Non-Americans, what do you not understand about the United States of America?

I think it has a lot to do with the Cold War way of looking at things. A lot of Americans felt like we were protecting the world against the USSR. And I do think that military power was important during the Cold War. A big part of our strategy for defeating the Russians was to just keep on spending money and forcing them to compete because we knew their economy was weak and flawed and that making them spend money would hasten their downfall. It's a big reason why we got into the space race as much as we did (I think that it's legit a massive human and scientific achievement too). Plus, it was deterrence from them taking offensive actions against our allies and interests. This obviously led to a lot of bad decisions like Vietnam and many actions in Latin America. But it also greatly benefited South Korea (even with their problematic governments) and Europe.

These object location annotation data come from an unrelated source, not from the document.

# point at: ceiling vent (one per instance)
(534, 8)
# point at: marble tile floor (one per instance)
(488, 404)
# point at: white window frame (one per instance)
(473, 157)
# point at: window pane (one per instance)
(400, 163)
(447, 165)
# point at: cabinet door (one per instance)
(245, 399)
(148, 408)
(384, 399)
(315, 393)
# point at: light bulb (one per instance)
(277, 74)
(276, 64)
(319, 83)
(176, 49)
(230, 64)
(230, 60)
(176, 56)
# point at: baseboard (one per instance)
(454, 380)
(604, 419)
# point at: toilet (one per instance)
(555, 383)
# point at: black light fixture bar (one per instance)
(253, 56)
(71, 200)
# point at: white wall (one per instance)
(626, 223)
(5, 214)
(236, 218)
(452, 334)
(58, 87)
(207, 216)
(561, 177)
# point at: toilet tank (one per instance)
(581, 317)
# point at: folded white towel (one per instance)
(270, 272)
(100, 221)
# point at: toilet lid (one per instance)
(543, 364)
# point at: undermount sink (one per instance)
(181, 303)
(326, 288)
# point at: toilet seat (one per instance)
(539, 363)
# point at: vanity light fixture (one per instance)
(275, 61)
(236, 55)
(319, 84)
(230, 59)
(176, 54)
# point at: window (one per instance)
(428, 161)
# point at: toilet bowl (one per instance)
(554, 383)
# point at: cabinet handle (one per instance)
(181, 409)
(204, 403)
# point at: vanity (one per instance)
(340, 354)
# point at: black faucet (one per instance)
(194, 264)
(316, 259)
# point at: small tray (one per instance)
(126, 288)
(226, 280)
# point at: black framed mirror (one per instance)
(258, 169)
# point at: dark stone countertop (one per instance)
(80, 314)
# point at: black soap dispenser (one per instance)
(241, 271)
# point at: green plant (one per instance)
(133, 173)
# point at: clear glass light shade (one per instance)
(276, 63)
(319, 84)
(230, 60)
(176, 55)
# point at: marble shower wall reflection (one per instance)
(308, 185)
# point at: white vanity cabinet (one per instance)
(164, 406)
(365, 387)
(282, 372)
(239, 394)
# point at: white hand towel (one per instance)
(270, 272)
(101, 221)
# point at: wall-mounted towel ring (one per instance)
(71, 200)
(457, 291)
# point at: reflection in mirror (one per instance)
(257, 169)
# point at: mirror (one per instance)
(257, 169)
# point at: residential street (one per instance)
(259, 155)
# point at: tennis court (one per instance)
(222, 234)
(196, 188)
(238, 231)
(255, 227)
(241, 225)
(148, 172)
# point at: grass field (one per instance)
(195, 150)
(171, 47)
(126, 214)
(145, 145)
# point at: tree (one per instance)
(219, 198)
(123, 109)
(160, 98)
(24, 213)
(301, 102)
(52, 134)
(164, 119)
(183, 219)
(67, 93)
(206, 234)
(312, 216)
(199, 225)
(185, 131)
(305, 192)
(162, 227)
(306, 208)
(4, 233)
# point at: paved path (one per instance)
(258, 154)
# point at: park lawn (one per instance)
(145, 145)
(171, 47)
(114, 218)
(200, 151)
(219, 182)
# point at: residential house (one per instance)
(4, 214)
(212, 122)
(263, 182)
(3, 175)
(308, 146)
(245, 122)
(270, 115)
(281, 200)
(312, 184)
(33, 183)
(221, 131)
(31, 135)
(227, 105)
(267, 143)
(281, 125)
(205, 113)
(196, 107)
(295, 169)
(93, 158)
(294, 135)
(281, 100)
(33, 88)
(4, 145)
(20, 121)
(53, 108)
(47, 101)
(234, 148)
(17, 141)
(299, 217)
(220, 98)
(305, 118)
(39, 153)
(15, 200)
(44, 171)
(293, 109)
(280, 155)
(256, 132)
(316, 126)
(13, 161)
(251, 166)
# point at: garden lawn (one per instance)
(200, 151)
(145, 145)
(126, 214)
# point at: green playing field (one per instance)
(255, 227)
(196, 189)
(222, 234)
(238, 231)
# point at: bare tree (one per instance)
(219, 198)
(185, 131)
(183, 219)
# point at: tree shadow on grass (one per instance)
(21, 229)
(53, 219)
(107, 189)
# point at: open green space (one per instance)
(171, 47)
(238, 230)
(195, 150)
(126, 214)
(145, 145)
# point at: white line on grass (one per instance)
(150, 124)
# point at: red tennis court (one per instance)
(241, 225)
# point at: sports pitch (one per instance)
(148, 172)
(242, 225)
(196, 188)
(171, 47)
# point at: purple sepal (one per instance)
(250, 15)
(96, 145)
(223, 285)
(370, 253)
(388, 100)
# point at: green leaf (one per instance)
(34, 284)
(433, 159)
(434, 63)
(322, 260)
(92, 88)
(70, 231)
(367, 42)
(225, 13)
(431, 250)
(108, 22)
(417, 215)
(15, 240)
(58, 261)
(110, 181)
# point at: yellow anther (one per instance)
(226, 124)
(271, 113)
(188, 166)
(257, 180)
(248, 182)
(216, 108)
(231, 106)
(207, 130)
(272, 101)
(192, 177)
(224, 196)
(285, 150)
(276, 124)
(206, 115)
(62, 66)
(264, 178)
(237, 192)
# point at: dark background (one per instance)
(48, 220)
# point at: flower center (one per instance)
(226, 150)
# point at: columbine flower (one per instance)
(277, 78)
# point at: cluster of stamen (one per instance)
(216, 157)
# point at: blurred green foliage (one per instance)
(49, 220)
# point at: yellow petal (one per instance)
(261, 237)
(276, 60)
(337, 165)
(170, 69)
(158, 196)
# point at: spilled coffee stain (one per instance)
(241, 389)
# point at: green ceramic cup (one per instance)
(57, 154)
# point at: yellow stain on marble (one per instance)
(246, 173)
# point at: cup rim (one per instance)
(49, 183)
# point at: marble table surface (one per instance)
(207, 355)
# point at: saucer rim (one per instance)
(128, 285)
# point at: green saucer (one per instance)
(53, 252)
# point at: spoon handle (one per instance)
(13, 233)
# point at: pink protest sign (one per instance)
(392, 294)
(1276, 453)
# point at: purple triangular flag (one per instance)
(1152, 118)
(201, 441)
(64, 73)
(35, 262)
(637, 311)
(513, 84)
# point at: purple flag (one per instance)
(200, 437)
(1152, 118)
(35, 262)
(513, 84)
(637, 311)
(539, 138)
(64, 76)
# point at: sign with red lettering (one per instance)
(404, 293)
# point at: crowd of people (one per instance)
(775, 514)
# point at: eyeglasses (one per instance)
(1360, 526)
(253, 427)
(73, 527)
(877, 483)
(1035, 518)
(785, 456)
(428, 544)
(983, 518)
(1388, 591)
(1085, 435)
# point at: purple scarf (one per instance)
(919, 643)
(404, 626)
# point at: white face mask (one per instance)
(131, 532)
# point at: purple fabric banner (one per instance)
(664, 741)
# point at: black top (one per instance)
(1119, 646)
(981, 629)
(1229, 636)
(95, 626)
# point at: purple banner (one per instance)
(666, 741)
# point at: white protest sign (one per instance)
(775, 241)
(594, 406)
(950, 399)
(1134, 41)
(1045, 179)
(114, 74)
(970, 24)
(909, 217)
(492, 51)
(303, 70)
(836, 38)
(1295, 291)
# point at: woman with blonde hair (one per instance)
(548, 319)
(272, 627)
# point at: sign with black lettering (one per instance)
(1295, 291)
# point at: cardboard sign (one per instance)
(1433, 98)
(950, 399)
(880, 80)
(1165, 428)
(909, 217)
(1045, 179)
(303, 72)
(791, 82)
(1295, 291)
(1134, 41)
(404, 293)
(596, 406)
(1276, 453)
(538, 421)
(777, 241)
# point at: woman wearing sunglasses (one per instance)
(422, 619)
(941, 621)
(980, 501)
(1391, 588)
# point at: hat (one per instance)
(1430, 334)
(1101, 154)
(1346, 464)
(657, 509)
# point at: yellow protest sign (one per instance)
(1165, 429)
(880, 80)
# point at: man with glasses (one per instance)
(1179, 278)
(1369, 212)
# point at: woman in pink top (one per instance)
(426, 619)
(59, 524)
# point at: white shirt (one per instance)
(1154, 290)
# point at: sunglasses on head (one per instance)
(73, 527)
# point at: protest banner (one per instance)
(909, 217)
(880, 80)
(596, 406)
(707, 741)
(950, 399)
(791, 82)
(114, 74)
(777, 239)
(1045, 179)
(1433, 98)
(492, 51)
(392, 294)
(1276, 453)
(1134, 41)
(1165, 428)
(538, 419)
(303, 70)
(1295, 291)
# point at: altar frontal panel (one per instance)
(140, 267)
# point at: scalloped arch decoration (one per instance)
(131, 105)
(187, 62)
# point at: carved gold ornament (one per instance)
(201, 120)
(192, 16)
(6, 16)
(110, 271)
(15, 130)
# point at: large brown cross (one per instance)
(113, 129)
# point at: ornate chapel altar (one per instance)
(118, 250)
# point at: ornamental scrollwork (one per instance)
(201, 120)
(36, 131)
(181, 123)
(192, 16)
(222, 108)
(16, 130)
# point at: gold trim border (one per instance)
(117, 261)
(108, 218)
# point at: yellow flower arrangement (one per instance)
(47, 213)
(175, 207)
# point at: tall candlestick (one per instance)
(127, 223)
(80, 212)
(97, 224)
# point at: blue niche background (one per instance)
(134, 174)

Plus, you have the WWII thing where we fought the Nazis and Japanese. The world is a better place because they were defeated and because of our involvement.

Now, with the downfall of an aggressive rival superpower, I have no idea why we have any need to keep on spending like we do. It's totally unnecessary and a money pit IMO and there's a lot of jingoism that goes into it.

Frankly, outside of Boomers, the attitude is most common in the poorer parts of the US. You'll hear it a lot less in successful cities than you will in dying rural towns. It's weird like that. I personally rarely hear it outside of Olympic years.

I couldn't really find any quality of life figures for the post-war period other than GDP per capita with a quick google, so maybe my perception of the post-war economy in Europe is off. But, we did give Europe over $12.7 billion ($133b in modern dollars) just through the Marshall Plan. The post-war recovery in Europe was certainly staggering though.